RABU , 17 OKTOBER 2018

Berebut Tahta Tanpa Petahana

Reporter:

Editor:

rakyat-admin

Kamis , 15 Desember 2016 11:42
Berebut Tahta Tanpa Petahana

int

MAKASSAR, RakyatSulsel.com – Tahta dan kekuasaan. Niat pengabdian untuk menghadirkan kesejahteraan bagi masyarakat. Kerja-kerja pencitraan kini gencar dilakukan.

Kontestasi Pilkada 2018 di 12 kabupaten/kota di Sulsel, berpotensi diramaikan oleh puluhan figur terbaik daerah. Figur berlatarbelakang politisi sebagai yang paling dominan. Di luar itu, terdapat pengusaha, profesional dan birokrat.

Dari 12 daerah Pilkada 2018, terdapat lima kabupaten yang tak lagi diramaikan oleh petahana karena sudah menjabat dua periode.
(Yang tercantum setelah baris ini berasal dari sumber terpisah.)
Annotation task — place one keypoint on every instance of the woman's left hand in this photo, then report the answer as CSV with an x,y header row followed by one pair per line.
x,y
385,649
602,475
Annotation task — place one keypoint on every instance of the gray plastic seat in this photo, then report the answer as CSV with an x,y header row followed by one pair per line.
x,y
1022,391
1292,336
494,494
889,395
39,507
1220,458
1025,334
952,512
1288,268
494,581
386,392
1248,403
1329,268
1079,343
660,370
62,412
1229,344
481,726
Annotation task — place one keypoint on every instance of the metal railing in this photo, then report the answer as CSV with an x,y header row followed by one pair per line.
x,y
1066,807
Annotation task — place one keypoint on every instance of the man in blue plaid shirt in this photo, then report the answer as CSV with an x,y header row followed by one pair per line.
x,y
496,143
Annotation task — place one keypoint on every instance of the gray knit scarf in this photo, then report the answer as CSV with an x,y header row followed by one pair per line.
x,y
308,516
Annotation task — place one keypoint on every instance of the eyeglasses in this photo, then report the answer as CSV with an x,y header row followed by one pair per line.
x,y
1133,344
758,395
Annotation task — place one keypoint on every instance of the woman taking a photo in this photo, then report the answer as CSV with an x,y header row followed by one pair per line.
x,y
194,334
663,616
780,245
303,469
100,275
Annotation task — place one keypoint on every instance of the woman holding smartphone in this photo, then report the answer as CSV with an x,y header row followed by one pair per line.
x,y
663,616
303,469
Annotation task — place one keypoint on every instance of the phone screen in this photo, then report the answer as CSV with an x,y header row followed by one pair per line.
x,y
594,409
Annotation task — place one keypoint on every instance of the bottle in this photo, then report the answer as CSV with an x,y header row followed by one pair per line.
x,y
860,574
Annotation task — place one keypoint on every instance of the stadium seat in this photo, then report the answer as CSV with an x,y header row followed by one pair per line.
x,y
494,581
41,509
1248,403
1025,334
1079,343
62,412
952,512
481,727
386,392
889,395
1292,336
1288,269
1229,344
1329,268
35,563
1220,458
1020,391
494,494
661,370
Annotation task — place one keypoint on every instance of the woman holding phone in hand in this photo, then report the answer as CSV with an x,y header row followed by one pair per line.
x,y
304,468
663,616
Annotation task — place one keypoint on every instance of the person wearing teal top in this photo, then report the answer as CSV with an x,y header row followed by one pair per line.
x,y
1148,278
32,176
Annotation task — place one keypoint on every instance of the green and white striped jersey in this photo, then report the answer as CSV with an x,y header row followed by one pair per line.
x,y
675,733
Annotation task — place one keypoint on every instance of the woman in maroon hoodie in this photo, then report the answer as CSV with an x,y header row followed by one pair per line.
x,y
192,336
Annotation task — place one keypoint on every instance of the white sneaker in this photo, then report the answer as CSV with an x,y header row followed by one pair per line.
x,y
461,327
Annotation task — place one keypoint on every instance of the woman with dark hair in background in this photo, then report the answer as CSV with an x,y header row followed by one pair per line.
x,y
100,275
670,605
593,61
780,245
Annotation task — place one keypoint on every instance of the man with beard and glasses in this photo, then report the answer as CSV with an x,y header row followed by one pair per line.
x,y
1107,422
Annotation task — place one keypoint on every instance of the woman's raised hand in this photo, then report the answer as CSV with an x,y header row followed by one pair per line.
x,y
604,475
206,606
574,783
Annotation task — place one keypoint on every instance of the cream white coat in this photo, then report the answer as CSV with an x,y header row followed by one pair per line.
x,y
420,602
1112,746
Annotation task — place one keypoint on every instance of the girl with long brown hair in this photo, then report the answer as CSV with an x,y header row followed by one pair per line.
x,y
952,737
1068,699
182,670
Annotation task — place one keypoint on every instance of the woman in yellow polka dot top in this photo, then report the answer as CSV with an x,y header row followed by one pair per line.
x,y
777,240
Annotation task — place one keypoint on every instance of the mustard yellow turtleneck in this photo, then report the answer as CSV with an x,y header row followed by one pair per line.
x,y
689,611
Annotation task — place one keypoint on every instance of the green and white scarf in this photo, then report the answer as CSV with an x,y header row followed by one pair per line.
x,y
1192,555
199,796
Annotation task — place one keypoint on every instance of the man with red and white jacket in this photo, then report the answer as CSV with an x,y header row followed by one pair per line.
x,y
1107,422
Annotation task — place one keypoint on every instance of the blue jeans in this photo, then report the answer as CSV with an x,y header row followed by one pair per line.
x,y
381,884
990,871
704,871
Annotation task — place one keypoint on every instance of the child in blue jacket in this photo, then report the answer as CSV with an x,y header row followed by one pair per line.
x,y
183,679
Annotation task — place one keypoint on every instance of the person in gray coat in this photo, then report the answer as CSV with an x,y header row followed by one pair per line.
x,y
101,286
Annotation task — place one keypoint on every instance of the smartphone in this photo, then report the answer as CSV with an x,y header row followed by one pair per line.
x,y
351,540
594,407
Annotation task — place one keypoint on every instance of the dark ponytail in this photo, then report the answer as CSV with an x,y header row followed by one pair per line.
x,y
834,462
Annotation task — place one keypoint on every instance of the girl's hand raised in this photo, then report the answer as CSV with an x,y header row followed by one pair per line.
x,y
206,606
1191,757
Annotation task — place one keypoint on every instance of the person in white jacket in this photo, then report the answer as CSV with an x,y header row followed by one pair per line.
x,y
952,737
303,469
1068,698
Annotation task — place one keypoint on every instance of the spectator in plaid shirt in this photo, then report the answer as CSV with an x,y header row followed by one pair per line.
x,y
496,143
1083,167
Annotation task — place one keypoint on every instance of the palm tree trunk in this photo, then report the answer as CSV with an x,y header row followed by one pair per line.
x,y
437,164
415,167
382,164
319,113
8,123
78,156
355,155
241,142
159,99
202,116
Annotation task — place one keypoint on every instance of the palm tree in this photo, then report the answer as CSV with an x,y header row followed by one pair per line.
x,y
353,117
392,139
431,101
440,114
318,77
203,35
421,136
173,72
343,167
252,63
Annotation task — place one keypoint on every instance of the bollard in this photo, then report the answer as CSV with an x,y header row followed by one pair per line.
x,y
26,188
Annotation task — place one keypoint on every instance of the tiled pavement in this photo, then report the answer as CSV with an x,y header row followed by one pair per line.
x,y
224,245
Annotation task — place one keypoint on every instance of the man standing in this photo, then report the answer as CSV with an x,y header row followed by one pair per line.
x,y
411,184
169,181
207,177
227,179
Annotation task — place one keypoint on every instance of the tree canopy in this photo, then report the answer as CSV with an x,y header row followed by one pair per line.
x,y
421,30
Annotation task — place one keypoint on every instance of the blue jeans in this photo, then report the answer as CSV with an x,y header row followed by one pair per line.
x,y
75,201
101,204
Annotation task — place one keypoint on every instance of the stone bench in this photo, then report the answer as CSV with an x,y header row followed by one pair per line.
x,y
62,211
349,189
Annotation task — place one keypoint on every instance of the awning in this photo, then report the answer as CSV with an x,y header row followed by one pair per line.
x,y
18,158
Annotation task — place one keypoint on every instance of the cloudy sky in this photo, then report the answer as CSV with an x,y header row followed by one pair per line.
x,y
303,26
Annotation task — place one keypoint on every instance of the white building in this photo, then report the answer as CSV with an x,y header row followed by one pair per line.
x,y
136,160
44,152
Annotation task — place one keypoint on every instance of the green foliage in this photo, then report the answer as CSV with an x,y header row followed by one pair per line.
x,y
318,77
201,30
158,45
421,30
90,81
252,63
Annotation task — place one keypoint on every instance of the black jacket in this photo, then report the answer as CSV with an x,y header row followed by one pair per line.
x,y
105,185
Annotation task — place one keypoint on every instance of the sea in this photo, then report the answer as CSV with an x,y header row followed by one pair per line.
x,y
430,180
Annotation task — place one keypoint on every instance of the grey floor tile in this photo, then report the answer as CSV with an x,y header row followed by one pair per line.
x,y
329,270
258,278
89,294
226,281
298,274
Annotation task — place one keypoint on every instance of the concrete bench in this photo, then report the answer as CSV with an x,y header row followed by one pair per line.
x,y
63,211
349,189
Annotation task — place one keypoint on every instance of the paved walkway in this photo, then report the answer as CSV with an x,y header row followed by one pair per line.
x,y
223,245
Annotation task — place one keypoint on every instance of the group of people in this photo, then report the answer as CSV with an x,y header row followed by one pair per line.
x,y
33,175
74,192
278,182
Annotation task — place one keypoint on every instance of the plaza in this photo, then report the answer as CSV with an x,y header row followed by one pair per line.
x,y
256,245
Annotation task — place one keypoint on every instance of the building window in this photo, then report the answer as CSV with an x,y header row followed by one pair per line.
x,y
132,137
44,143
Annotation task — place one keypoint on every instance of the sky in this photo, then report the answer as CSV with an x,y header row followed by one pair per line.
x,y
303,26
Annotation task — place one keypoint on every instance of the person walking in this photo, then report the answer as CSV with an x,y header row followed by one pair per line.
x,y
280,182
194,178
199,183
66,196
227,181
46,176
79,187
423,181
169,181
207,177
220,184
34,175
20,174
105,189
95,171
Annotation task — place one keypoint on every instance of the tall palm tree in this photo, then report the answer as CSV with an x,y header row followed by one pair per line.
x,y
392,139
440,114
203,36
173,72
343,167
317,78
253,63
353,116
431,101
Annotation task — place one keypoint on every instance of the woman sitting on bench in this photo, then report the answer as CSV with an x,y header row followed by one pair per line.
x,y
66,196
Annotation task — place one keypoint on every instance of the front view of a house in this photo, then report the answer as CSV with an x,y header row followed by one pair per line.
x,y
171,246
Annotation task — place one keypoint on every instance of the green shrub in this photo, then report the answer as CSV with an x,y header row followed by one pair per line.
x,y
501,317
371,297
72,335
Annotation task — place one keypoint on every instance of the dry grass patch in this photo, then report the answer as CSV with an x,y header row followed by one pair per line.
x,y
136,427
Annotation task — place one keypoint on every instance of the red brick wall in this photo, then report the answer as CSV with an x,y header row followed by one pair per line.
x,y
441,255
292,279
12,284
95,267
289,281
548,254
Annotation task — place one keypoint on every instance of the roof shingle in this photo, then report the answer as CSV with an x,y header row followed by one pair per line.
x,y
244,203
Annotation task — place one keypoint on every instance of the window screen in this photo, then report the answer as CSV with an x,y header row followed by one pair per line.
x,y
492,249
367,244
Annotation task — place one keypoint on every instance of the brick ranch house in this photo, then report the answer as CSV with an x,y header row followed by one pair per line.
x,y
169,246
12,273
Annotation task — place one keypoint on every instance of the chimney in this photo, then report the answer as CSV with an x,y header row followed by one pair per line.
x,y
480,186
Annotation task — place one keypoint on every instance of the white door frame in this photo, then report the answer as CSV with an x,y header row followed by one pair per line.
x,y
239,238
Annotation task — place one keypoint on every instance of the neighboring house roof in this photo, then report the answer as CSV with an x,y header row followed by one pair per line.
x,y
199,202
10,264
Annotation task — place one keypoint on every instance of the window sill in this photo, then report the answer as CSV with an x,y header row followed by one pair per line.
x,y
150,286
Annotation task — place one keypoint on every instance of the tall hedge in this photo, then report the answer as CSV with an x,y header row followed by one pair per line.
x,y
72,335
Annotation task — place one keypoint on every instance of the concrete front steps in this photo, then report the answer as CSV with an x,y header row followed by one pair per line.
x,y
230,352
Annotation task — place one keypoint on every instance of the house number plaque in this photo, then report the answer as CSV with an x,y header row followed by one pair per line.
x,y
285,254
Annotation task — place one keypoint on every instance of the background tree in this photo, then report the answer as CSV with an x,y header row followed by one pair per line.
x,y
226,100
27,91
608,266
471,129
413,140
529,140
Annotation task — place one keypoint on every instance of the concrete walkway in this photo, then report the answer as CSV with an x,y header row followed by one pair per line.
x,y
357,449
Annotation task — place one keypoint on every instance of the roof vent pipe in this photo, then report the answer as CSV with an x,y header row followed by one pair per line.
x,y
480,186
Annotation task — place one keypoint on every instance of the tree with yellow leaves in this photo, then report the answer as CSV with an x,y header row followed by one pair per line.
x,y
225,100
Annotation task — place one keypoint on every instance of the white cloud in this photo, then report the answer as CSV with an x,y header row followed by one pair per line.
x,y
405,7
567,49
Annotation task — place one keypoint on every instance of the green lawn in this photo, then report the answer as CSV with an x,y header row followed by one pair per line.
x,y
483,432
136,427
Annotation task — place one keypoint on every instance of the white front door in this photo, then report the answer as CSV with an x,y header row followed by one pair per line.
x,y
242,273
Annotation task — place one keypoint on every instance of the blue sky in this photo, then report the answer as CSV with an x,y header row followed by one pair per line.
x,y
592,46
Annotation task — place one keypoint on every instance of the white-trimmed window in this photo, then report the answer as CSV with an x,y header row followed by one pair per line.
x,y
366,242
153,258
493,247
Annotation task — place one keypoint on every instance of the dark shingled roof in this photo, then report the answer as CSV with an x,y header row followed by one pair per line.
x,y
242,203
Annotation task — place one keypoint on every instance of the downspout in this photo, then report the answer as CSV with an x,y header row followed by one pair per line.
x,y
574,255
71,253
Tujuh daerah Pilkada lainnya, hampir pasti kembali diramaikan oleh petahana.

Daerah tersebut meliputi Kabupaten Pinrang, Kabupaten Sidrap, Kabupaten Wajo, Kabupaten Bantaeng, Kabupaten Luwu, Kota Makassar, Kota Parepare, Kota Palopo, Kabupaten Bone, Kabupaten Sinjai, Kabupaten Enrekang, dan Kabupaten Jeneponto.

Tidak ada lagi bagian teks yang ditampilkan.